There is effort involved in getting fast food delivered. You have to find some up-to-date menus, you have to find the ones that actually do home delivery, you have to make the phone call, shout numbers and instructions down the phone at someone, correct them when they get it all wrong, then have to wait for a random period of time — usually anything between 30 minutes and two hours — for your food to arrive. You have to make sure you’ve got money on you…it’s all such a nuisance.

It was only a couple of weeks ago when it happened. I had been watching an episode of Homicide: Life on the Street where there had been a murder in a Chinese takeaway. Naturally, this made me start craving Chinese food (battered sweet and sour chicken, prawn crackers, egg-fried rice, hold the bullet-ridden corpses), but I had no takeaway menus to hand, nor did I want to brave the cold, dark, mean streets of East Oxford and walk to one of the half-dozen or so takeaways, only to get back and find all my food now cold. So I looked around online to see if could find an up to date menu, a takeaway with a website perhaps. No joy.

So I broadened my search, including Indian in the mix — still nothing. The closest I could get to was Aziz, which lets you order online but still involves you having to leave your house and collect the food, and that’s of no interest to me. So then I turned to pizza…and discovered the Domino’s online ordering system.

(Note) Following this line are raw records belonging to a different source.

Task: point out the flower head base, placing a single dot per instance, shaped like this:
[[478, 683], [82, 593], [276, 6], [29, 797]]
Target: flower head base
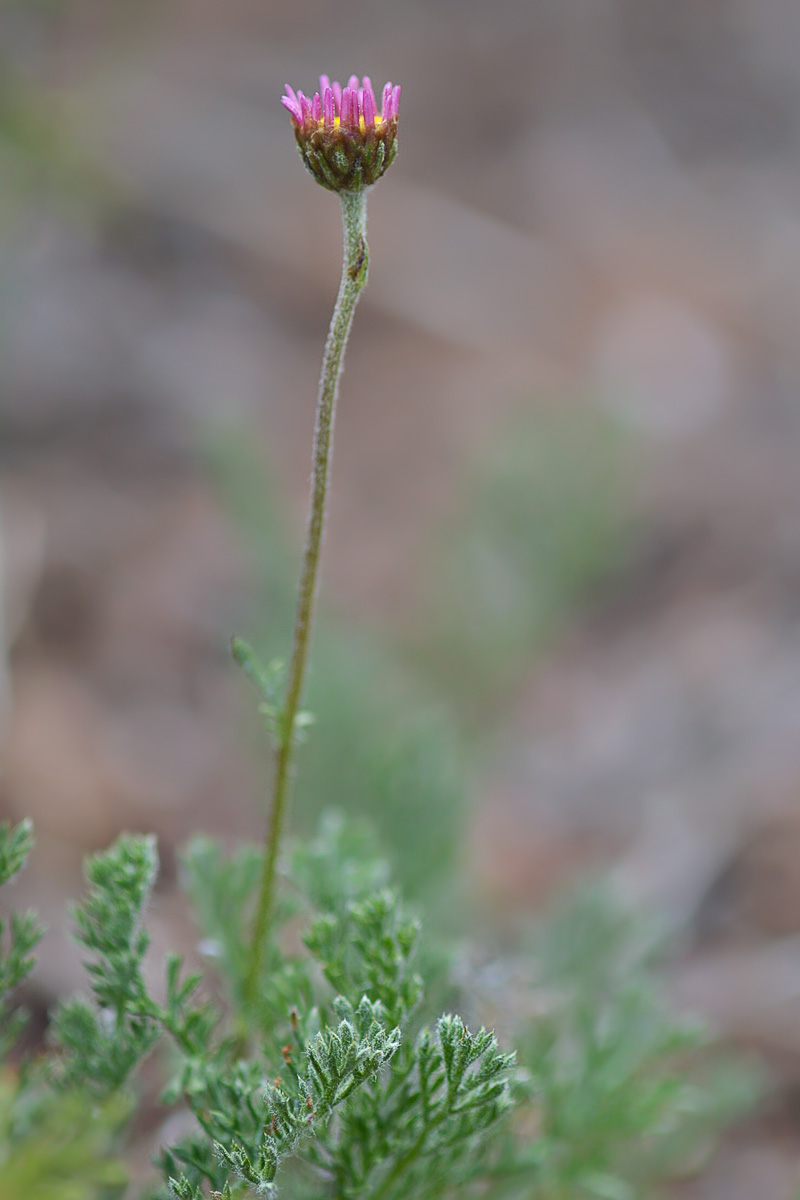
[[344, 142]]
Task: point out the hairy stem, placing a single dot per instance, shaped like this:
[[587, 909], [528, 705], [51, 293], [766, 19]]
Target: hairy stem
[[354, 277]]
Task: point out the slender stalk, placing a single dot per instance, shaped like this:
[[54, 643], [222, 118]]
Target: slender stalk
[[354, 277]]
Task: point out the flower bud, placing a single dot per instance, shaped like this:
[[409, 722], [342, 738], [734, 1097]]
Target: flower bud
[[344, 142]]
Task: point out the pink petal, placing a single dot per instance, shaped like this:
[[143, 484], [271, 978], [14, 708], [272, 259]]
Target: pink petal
[[368, 103], [349, 109], [368, 88], [294, 108], [329, 107]]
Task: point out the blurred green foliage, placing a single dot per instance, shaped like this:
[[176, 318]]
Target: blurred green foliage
[[543, 527]]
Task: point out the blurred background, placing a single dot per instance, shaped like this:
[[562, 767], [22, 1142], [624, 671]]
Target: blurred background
[[560, 629]]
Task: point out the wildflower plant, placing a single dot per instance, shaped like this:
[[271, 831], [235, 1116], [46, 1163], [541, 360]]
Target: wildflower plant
[[312, 1067]]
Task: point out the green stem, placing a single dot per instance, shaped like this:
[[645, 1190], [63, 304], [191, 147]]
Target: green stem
[[354, 277]]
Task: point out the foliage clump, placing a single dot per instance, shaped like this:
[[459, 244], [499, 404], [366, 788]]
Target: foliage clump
[[337, 1083]]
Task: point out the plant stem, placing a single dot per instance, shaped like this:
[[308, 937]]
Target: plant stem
[[354, 277]]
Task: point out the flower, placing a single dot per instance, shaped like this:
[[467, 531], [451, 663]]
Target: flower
[[344, 142]]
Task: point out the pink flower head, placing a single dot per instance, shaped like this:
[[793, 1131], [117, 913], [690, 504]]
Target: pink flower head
[[346, 141]]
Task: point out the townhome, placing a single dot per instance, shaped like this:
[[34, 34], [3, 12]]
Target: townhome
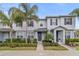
[[61, 27]]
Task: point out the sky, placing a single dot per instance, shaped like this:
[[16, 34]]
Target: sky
[[47, 9]]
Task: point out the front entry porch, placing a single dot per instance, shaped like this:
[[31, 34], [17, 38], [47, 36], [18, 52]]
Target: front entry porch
[[59, 36], [41, 36]]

God, it’s brilliant. It works exactly as you’d want it to: just select what you want, bung in your address, pay by card (or promise to hand over cash on delivery) and then — best of all — specify a delivery time. Yes! If you want your pizza at 8:30pm, you’ll damn well get it at 8:30pm because that’s what you said on the form, and the internet is infallible. They’ve managed to almost entirely remove the element of human interaction from the process, and that’s a beautiful thing. If they could only somehow teleport the pizza directly into my kitchen it would be perfect.

But it doesn’t end with the joy of ordering without having to use my voice. I’ve also encountered this just as Domino’s have introduced what may be the nicest pizza I’ve ever had. It’s called ‘Meltdown’, and comes with spicy meatballs, chilli cheese slices, jalapeño peppers and what is described as a ‘generous drizzle’ of American-style mustard (but is actually more like a ladleful). Should you wish, you can also add chilli flakes and and fresh red chillies, but I’m a wuss so I’ve not done that yet.

Perhaps the best part of all, though, is the cold leftovers for breakfast the following day. It’s a slightly spicier breakfast than I’m used to, but when you go downstairs and see three slices of congealed chilli cheese and mustard on greasy dough, how can you walk away?